To Whom It May Concern:
Reading is one of the greatest joys of my life. I've found being able to escape to different lands through literature has composed a major part of who I am. My friend Byron has suffered from developmental dyslexia, a learning disability linked to having trouble reading, for as long as he can remember and it has always been heartbreaking to me that peers of mine like Byron were too frustrated with the practice of reading to find solace in it. Dyslexia is a cause of dissatisfaction with school, poor grades, low self-esteem, and general discontentment, and no student should have to feel this way everyday while struggling to read and complete assignments.
With dyslexia rates rising and instruction remaining ineffective in aiding those struggling with the disability, I propose to initiate Project LiteraryStars, which will use funding to create programs in public libraries that utilize tested ways to improve reading and writing skills in dyslexic children, specifically phonics. Children can come to a program for an hour or two after school at their local library and obtain the reading and writing abilities necessary to succeed through games and activities specially tailored to their disabilities. With language development practices, work on visual perception skills, and a dash of fun, Project LiteraryStars will be able to enchant dyslexic children early on with the promise of the visiting the same worlds that first captivated me in literature. It is essential that tomorrow's leaders are well prepared with the capabilities, adeptness, and confidence necessary to achieve in the ever-expanding world.

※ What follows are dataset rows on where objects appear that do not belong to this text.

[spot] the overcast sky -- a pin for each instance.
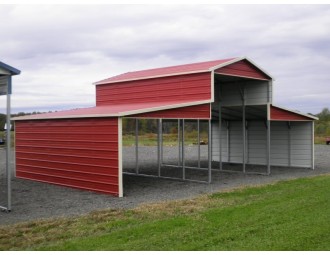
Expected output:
(62, 50)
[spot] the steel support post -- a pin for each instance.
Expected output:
(289, 142)
(209, 152)
(136, 146)
(268, 147)
(183, 156)
(313, 146)
(220, 140)
(244, 136)
(199, 143)
(179, 147)
(228, 141)
(8, 152)
(159, 145)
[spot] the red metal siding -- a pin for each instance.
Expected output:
(281, 114)
(78, 153)
(243, 68)
(181, 88)
(189, 112)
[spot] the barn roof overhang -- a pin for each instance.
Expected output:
(201, 67)
(111, 111)
(6, 70)
(278, 113)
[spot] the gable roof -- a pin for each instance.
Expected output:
(111, 110)
(200, 67)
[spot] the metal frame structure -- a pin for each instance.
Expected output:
(181, 155)
(8, 71)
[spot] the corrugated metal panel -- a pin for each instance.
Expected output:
(190, 112)
(195, 87)
(78, 153)
(166, 71)
(243, 68)
(215, 142)
(256, 93)
(111, 111)
(277, 113)
(236, 142)
(256, 143)
(291, 147)
(301, 144)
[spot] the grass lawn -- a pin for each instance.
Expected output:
(288, 215)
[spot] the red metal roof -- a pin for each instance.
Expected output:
(111, 111)
(169, 71)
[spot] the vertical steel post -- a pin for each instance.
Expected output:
(268, 147)
(228, 141)
(8, 142)
(199, 143)
(289, 142)
(220, 140)
(179, 147)
(244, 138)
(158, 145)
(313, 146)
(136, 146)
(183, 156)
(209, 152)
(161, 143)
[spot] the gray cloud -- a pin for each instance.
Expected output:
(61, 50)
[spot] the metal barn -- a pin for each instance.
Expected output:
(83, 148)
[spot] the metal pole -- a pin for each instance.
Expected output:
(289, 142)
(136, 146)
(8, 142)
(199, 143)
(244, 138)
(179, 148)
(220, 140)
(161, 143)
(313, 146)
(158, 144)
(183, 159)
(243, 128)
(209, 152)
(228, 141)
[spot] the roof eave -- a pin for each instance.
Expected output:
(296, 112)
(240, 59)
(151, 77)
(12, 70)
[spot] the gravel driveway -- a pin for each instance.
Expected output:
(33, 200)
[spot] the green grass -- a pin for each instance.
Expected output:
(288, 215)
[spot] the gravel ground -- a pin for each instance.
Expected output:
(33, 200)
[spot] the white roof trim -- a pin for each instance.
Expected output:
(150, 77)
(119, 114)
(240, 59)
(167, 107)
(240, 76)
(295, 112)
(182, 73)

Project LiteraryStars would begin locally, seeking out libraries in Connecticut interested in engaging young challenged readers, but could expand, with the help of funding, across the East Coast and eventually the nation. With funding, Project LiteraryStars could begin to purchase special packages of educational brain exercises and develop our own games and projects for children to work on to get their minds moving. We could purchase bus transportation for children to go directly from school to the library for the program. In the vein of 826National, an organization working towards increased strength in writing of children across America, Project LiteraryStars would foster the creativity and genuine interests in each and every child, while honing their proficiency in language and attending to their learning needs.
Groups of AP English students from my high school could take tutoring shifts and the head of the English department, Ms. Bridget Barry, could supervise alongside Head Librarian at the Cos Cob Library, Ms. Wendy Silver. If we work together cohesively and obtain the necessary funding, Project LiteraryStars could begin as early as August 2010 (the beginning of our school year). My friend Byron has avoided reading as much as possible due to his dyslexia but with the help of Project LiteraryStars, no child will ever need to be afraid of something so fantastically wonderful as reading.
By: Hannah U.
To Whom It May Concern:
Paint the Cities seeks support of $500 from your organization to jump-start our organization. We believe that our organization is aligned with Do Something's belief that "teenagers and young people everywhere can improve their communities."
Paint the Cities (PTC) is a non-profit, student-run organization that seeks to lower the percentages of at-risk youth in America's inner cities. Our current demographic is in the city of Richmond in the state of Virginia. In serving the youth of this community, we hope to give them a brighter future by employing them in city beautification projects during their after-school hours. Not only will these projects help prevent teenagers from getting involved in crime, drugs, alcohol, and promiscuity, but it will also give them a means of improving their community.
We strongly believe that our organization will make a difference in the lives of young adults in the city of Richmond by occupying their free time with projects that will benefit the community. We will need six months to a year and approximately $1,000 in seed money, and we expect the following concrete results: a) a tasteful website to promote our organization, b) advertising in local city high schools, and c) one new beautification project completed in the city of Richmond, all within the six-months-to-a-year time period.
As we are not yet an official organization, we have not yet received any funding. However, we have had an interest expressed by student volunteers, as well as notable adults and parents within the community.
We will be glad to submit a full proposal with additional information for your further review.